Avaliação da situação econômica do país registra acentuada queda, refletindo um cenário de percepção negativa e a diminuição da esperança para os próximos meses.

A percepção dos brasileiros sobre a economia do país registrou uma piora significativa no último mês, conforme revelam os dados de uma nova pesquisa da Quaest. O levantamento aponta que quase metade da população considera que o cenário econômico se deteriorou, indicando um aumento do pessimismo em um ano crucial para as eleições.

Este sentimento de descontentamento se aprofunda, com menos otimismo em relação ao futuro e desafios crescentes no poder de compra e no mercado de trabalho. A pesquisa oferece um panorama detalhado das preocupações que afetam o cotidiano de milhões de pessoas.

Os resultados foram divulgados em um levantamento encomendado pela Genial Investimentos, que ouviu 2.004 pessoas com 16 anos ou mais entre os dias 6 e 9 de março, com margem de erro de dois pontos percentuais e nível de confiança de 95%, conforme informação divulgada pelo g1.

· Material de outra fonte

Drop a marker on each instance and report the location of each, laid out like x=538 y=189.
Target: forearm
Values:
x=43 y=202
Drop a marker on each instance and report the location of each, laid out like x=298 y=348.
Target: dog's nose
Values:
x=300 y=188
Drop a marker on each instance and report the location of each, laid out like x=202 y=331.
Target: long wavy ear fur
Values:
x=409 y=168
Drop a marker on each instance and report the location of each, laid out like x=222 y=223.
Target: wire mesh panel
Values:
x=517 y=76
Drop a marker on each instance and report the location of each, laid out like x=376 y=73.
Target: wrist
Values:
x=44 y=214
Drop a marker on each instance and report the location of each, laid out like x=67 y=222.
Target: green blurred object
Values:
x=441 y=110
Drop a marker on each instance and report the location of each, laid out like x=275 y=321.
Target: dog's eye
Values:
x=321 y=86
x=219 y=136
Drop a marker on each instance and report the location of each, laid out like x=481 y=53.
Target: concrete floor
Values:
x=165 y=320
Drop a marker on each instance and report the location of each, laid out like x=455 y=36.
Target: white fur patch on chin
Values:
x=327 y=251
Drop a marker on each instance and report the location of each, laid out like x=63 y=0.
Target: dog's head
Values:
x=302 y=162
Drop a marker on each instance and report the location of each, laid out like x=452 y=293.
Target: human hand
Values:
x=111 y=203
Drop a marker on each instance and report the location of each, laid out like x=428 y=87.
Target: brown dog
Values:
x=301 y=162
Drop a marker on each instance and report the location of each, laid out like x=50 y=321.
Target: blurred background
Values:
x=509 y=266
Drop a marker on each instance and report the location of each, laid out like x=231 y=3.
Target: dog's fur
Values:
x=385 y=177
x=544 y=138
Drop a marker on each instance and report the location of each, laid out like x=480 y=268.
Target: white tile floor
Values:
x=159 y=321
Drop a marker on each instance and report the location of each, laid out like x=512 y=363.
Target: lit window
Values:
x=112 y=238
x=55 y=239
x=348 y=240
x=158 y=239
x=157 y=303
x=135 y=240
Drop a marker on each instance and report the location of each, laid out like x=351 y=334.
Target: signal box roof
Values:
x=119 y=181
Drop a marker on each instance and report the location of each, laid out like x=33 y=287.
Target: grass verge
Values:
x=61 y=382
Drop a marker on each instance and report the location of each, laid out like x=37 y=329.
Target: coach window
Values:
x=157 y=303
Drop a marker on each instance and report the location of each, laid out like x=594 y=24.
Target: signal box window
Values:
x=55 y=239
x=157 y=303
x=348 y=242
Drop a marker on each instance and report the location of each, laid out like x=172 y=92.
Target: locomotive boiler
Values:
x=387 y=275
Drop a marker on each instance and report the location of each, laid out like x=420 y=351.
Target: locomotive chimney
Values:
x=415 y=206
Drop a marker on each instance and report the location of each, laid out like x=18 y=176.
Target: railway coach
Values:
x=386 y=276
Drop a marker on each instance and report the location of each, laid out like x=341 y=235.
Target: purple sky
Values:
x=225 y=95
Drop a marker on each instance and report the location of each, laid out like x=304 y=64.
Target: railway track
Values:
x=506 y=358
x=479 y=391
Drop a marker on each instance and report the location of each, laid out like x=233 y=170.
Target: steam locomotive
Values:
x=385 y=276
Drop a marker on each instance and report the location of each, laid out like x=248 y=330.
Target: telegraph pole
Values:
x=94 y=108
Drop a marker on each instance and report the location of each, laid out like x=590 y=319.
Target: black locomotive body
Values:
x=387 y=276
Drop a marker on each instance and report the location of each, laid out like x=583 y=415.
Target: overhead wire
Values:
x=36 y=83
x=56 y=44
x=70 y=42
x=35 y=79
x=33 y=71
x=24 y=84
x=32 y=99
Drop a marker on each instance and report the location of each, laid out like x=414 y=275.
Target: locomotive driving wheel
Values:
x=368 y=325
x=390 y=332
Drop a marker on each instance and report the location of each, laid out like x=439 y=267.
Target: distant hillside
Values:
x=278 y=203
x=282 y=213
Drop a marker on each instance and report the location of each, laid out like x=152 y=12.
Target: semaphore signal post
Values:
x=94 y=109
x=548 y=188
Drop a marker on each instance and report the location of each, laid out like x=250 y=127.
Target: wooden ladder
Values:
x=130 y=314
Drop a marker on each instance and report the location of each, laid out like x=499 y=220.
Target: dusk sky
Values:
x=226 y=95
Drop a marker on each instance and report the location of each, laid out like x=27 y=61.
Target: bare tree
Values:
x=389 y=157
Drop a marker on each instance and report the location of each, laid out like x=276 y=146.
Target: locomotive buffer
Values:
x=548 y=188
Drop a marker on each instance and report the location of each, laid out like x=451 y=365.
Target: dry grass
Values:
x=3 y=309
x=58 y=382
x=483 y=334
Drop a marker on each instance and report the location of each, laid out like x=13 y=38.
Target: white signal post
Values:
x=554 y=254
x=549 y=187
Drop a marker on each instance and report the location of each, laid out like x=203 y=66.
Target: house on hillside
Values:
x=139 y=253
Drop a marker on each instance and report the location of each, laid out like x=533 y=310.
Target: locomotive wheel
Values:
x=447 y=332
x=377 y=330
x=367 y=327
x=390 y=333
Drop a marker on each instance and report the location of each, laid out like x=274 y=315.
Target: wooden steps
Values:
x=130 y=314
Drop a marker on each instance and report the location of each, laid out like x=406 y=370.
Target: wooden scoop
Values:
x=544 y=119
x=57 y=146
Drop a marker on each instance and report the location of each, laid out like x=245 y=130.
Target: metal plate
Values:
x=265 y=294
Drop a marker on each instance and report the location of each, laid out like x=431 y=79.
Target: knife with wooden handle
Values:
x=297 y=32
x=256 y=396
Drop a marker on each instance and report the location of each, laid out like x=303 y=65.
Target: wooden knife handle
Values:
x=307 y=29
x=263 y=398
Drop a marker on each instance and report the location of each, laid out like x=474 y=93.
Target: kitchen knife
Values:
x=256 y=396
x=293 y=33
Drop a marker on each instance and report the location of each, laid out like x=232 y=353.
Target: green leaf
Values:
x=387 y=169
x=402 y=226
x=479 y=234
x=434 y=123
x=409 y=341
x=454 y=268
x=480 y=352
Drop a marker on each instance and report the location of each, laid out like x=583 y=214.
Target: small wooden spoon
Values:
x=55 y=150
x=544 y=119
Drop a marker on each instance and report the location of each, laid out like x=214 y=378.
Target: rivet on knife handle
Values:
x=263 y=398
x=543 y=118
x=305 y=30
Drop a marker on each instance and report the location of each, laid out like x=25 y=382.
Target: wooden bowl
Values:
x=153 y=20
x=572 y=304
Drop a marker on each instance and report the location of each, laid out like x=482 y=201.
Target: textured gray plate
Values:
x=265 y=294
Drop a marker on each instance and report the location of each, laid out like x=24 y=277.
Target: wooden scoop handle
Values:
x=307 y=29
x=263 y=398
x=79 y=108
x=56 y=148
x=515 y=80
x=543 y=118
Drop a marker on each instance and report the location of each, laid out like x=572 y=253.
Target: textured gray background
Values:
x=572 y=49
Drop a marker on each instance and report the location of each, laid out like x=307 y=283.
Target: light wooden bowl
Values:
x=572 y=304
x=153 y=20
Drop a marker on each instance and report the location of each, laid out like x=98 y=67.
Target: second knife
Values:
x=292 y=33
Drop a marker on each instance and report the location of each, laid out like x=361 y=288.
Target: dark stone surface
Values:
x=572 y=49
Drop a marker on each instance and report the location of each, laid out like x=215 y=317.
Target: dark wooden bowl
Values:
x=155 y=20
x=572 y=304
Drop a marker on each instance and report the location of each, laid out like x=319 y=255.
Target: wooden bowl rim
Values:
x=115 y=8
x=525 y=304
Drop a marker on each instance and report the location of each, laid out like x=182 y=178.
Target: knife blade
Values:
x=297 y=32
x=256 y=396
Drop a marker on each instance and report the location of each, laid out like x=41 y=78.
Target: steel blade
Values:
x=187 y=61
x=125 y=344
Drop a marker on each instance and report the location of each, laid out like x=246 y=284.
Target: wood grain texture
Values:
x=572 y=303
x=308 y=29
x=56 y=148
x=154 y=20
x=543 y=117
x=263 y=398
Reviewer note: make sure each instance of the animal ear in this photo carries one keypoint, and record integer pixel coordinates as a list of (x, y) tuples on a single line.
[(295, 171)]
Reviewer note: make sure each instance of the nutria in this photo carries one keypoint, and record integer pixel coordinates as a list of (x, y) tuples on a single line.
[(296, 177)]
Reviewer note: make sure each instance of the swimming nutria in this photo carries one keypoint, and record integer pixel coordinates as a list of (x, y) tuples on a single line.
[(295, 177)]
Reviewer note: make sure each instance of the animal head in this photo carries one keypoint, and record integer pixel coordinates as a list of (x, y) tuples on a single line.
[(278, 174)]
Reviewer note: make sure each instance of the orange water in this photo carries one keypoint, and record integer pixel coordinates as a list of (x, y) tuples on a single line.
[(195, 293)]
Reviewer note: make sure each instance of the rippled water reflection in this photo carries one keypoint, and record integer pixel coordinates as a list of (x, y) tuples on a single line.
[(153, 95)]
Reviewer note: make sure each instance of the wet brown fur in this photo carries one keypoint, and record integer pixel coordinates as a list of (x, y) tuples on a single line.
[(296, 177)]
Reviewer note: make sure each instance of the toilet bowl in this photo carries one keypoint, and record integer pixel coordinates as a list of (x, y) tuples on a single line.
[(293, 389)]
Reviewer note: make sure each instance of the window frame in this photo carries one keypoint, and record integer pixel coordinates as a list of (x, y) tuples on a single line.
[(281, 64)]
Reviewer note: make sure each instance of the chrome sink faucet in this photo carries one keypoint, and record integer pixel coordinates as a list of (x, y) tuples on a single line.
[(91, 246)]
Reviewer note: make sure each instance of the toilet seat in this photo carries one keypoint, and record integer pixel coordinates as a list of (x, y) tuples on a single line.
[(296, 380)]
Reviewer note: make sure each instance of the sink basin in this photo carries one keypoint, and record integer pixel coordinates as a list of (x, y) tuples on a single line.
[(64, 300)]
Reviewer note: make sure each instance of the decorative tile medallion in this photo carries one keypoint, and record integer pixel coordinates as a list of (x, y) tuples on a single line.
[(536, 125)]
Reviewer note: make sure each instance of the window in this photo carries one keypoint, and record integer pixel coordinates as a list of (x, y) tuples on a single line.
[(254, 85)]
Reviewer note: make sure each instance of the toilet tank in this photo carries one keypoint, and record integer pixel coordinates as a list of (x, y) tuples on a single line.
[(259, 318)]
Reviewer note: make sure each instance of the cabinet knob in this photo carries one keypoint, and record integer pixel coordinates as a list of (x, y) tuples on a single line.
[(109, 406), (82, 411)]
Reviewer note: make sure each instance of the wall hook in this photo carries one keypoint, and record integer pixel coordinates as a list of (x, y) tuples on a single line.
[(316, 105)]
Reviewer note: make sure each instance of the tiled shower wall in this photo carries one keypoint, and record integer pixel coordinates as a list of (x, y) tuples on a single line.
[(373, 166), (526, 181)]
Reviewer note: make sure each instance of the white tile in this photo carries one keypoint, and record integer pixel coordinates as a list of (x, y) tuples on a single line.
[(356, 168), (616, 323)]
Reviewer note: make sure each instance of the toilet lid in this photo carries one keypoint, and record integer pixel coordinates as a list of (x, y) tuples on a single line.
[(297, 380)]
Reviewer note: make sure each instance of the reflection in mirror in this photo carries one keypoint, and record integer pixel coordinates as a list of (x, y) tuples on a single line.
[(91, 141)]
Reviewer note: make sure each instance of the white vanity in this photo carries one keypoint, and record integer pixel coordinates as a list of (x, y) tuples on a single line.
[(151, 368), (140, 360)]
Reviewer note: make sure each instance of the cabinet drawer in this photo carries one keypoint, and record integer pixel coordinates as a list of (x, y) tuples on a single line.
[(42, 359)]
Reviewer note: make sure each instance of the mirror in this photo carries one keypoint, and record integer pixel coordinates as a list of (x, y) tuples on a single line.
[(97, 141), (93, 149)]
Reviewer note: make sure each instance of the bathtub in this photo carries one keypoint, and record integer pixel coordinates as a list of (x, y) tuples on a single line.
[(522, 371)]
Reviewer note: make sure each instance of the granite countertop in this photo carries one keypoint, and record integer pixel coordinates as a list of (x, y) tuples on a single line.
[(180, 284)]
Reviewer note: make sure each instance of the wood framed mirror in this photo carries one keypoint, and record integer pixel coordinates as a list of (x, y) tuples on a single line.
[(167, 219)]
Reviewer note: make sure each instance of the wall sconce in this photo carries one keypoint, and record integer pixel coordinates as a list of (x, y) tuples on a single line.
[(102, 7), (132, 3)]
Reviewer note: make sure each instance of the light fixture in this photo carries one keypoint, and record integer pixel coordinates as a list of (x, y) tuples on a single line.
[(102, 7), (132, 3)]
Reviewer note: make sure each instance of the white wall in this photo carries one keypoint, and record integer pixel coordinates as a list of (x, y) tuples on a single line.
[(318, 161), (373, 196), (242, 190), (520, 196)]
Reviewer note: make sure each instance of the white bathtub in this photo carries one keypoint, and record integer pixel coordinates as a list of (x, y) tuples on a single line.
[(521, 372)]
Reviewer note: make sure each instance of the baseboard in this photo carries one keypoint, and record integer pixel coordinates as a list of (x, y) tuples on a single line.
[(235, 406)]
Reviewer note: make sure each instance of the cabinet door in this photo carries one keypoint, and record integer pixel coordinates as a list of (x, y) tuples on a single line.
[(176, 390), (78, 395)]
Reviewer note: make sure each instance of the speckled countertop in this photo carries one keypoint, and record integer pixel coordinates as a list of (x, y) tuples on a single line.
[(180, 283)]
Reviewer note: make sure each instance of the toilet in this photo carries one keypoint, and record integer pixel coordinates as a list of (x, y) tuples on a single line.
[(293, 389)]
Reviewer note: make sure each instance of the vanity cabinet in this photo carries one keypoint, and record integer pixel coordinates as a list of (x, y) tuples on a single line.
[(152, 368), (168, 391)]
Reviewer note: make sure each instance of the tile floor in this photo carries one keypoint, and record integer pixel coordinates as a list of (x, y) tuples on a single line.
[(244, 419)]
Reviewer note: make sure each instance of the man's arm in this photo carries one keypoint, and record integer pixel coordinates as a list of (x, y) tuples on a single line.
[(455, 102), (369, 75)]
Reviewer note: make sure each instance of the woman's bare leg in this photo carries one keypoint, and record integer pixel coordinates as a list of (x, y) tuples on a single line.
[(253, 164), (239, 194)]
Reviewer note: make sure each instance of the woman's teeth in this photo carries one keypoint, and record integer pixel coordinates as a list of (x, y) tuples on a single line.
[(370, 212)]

Percepção da Economia Atual

Os números da Quaest indicam que 48% dos brasileiros acreditam que a economia piorou nos últimos 12 meses. Este percentual representa um aumento em relação a fevereiro, quando 43% tinham a mesma percepção. Em contraste, apenas 24% dos entrevistados afirmaram que a situação melhorou, enquanto 26% consideram que permaneceu inalterada.

A pesquisa destaca ainda que, entre os eleitores independentes, grupo considerado estratégico para a disputa presidencial de outubro, a percepção de piora é ainda mais acentuada, atingindo 50%. Este segmento, que não se identifica com as polarizações políticas, representa cerca de 32% do eleitorado, segundo a Quaest, e sua visão sobre a economia pode ser decisiva.

Expectativas para o Futuro da Economia

O otimismo em relação ao futuro da economia também registrou uma queda. O índice de brasileiros que esperam uma melhora nos próximos 12 meses recuou para 41%, vindo de 43% em fevereiro e 48% em janeiro. Essa tendência de declínio reflete uma cautela crescente entre a população.

Em contrapartida, a parcela de entrevistados que projeta uma piora da economia aumentou. Atualmente, 34% dos brasileiros esperam um agravamento do cenário econômico, um crescimento significativo em comparação com os 29% registrados em fevereiro e os 28% em janeiro. Outros 21% acreditam que a situação permanecerá estável.

O Desafio dos Preços e do Poder de Compra

A percepção sobre o aumento dos preços dos alimentos nos mercados é generalizada, com 58% dos brasileiros relatando que os valores subiram. Esse número é ligeiramente superior aos 56% registrados no mês anterior, evidenciando uma pressão contínua sobre o orçamento familiar. Apenas 16% notaram uma queda nos preços.

A consequência direta do cenário inflacionário é a perda do poder de compra. A pesquisa revela que 64% dos brasileiros afirmam conseguir comprar menos do que há um ano, um aumento em relação aos 61% de fevereiro. Apenas 14% sentem que seu poder de compra aumentou, enquanto 21% não percebem diferença.

Cenário do Mercado de Trabalho

No que tange ao mercado de trabalho, a dificuldade em conseguir emprego é a percepção dominante. Metade dos entrevistados, 50%, considera que está mais difícil encontrar uma vaga atualmente, um leve aumento frente aos 49% de fevereiro. Esse dado sublinha os desafios enfrentados por muitos brasileiros na busca por oportunidades.

Apesar da percepção geral de dificuldade, 40% dos entrevistados ainda acreditam que está mais fácil conseguir um emprego, enquanto 4% avaliam que a situação permanece inalterada. A dinâmica do mercado de trabalho continua a ser um ponto de atenção crucial para a economia e para a vida dos cidadãos.